JULES ENGEL has created a great series of new color lithographs, with the guidance of George Page at his Versailles Press. We'll prove our words in a spring exhibition, to include a sixty year retrospective of Engel's work.
JULES ENGEL will speak and be honored with a retrospective of his abstract animated films at Harvard University, Cambridge, on November 2"d 2000.
Made in CaliforniaIncluded in Made in California 2000/2001,the largest exhibition ever mounted at the Los Angeles County Museum of Art, are works by many artists represented at the Tobey C. Moss Gallery including CLINTON ADAMS, DORR BOTHWELL, JULES ENGEL, LORSER FEITELSON, OSKAR FISCHINGER, HELEN LUNDEBERG, JOHN McLAUGHLIN, RICO LEBRUN, KNUD MERRILD, STANTON MACDONALD-WRIGHT, PALMER, SCHOPPE.
September/October 2000
John Bernhardt and Gordon Wagner

The California Assemblage
Movement was nurtured richly by the works of Gordon Wagner (1915-1987)
in Los Angeles, and
John Bernhardt (1921-1963)
in Santa Barbara. Gordon Wagner influenced many notable artists in Southern
California, including Bruce Houston, Michael C. McMillen, Betye Saar,
George Herms and John Schroeder. Both of these artists were featured by
Anne Ayres in her landmark exhibition and catalogue for Forty Years of
California Assemblage (UCLA Wight Gallery, 1989/90). Some of the finest
examples of each artist's work are now offered at the Tobey C. Moss Gallery,
including pieces that were curated into that important and historical show.

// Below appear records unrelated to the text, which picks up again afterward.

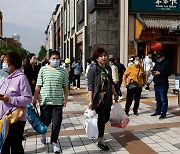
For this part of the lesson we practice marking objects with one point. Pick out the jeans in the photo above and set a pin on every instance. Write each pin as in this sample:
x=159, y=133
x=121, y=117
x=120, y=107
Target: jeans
x=133, y=94
x=161, y=98
x=13, y=141
x=76, y=77
x=52, y=113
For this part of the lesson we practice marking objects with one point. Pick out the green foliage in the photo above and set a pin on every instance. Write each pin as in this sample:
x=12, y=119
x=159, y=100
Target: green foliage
x=5, y=49
x=42, y=53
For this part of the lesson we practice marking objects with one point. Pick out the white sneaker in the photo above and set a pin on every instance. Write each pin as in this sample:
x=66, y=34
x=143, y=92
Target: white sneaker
x=56, y=148
x=43, y=138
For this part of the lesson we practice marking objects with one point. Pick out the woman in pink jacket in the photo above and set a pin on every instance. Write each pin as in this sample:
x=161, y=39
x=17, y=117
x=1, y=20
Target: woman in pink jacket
x=15, y=92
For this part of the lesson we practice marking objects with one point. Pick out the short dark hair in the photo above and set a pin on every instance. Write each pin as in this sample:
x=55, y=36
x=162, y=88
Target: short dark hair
x=54, y=53
x=134, y=57
x=14, y=59
x=97, y=53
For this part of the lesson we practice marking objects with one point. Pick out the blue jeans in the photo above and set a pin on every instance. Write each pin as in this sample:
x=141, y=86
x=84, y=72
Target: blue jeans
x=161, y=98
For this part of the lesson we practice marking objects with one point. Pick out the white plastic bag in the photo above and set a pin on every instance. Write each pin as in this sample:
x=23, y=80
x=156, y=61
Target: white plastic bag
x=91, y=124
x=118, y=117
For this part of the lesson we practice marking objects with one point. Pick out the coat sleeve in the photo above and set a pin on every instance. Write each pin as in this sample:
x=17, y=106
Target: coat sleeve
x=25, y=94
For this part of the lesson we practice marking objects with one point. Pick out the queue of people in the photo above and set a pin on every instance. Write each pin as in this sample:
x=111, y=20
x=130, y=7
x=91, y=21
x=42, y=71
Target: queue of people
x=52, y=83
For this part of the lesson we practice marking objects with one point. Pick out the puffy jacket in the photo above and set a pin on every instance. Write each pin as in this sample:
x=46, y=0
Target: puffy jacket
x=132, y=73
x=165, y=70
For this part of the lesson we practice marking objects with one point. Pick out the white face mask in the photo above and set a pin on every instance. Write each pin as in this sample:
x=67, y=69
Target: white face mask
x=5, y=67
x=136, y=62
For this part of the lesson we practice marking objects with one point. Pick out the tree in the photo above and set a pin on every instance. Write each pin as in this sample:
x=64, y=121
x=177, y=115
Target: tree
x=42, y=53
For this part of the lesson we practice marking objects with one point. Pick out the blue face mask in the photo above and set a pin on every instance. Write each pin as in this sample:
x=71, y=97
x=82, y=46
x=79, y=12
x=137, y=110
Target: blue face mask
x=5, y=67
x=54, y=62
x=159, y=60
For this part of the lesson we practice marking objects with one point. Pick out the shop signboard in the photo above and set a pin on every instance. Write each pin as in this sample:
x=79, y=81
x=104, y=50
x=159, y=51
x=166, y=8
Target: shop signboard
x=154, y=5
x=95, y=4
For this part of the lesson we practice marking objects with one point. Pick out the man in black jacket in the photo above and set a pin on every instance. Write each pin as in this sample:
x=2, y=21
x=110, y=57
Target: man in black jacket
x=161, y=72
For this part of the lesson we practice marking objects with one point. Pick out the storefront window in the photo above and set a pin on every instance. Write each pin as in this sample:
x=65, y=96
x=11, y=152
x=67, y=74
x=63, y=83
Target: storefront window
x=102, y=37
x=102, y=24
x=113, y=37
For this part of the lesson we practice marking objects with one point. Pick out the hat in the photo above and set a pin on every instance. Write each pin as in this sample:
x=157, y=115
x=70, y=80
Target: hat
x=67, y=61
x=159, y=54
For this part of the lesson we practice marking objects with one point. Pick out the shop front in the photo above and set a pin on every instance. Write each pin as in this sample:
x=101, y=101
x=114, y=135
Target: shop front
x=152, y=20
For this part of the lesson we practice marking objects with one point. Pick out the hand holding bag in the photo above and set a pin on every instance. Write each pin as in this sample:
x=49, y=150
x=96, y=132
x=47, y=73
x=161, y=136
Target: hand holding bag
x=133, y=84
x=118, y=117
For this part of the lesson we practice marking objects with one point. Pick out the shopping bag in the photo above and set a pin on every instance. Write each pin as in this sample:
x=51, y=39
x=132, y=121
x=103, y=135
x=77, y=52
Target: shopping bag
x=118, y=117
x=91, y=124
x=35, y=121
x=4, y=128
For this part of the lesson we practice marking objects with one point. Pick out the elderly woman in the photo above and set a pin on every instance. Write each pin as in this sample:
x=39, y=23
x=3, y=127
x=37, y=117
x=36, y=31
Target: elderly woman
x=136, y=73
x=15, y=92
x=101, y=89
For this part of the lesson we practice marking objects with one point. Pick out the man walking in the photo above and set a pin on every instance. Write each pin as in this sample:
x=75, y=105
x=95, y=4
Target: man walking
x=148, y=67
x=161, y=72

CALIFORNIA MODERNISM has long been a focus in our gallery, with the works of HELEN LUNDEBERG and LORSER FEITELSON most prominent as co-founders of Post-Surrealism in 1934. The influence of these two artists has been wide spread for inspiration in creating new forms. The artists, whose work we offer, present their own personal and distinctive 'languages'. In the gallery at this time is work by Ynez Johnston, Oskar Fischinger, Joyce Treiman, Leonard Edmondson, Emerson Woelffer, Karl Benjamin, Clinton Adams, Jules Engel, Edward Ruscha, David P. Levine, John McLaughlin, Nick Brigante, Palmer Schoppe, Lundeberg and Feitelson.
Recently, the Tobey Moss Gallery was visited by representatives of several world class museums, including: the Cleveland Museum of Art (Ohio), the Israel Museum (Jerusalem), the Museum of Fine Arts (Boston, Mass.), the National Gallery of Art (Washington D.C.), the Museum of Contemporary Art, Los Angeles, and the Los Angeles County Museum of Art.
The Orange County Museum of Art (Newport Beach, CA) has purchased DORR BOTHWELL'S Translation From the Maya, 1942, which is included in the Made in California exhibition at the Los Angeles County Museum of Art.
JAY RIVKIN'S The Shrinking Dollar, (collage/ink), is part of the exhibition, Moneymaking: the Fine Art of Currency at the Millennium, organized by Mary Anne Goley, director of the Fine Arts Program of the Federal Reserve Board, Washington D.C. The exhibition is currently on view at The Contemporary Art Center of Virginia and travels to additional venues. The Federal Reserve Board acquired, for their permanent collection, one of the two Rivkins selected for this original show.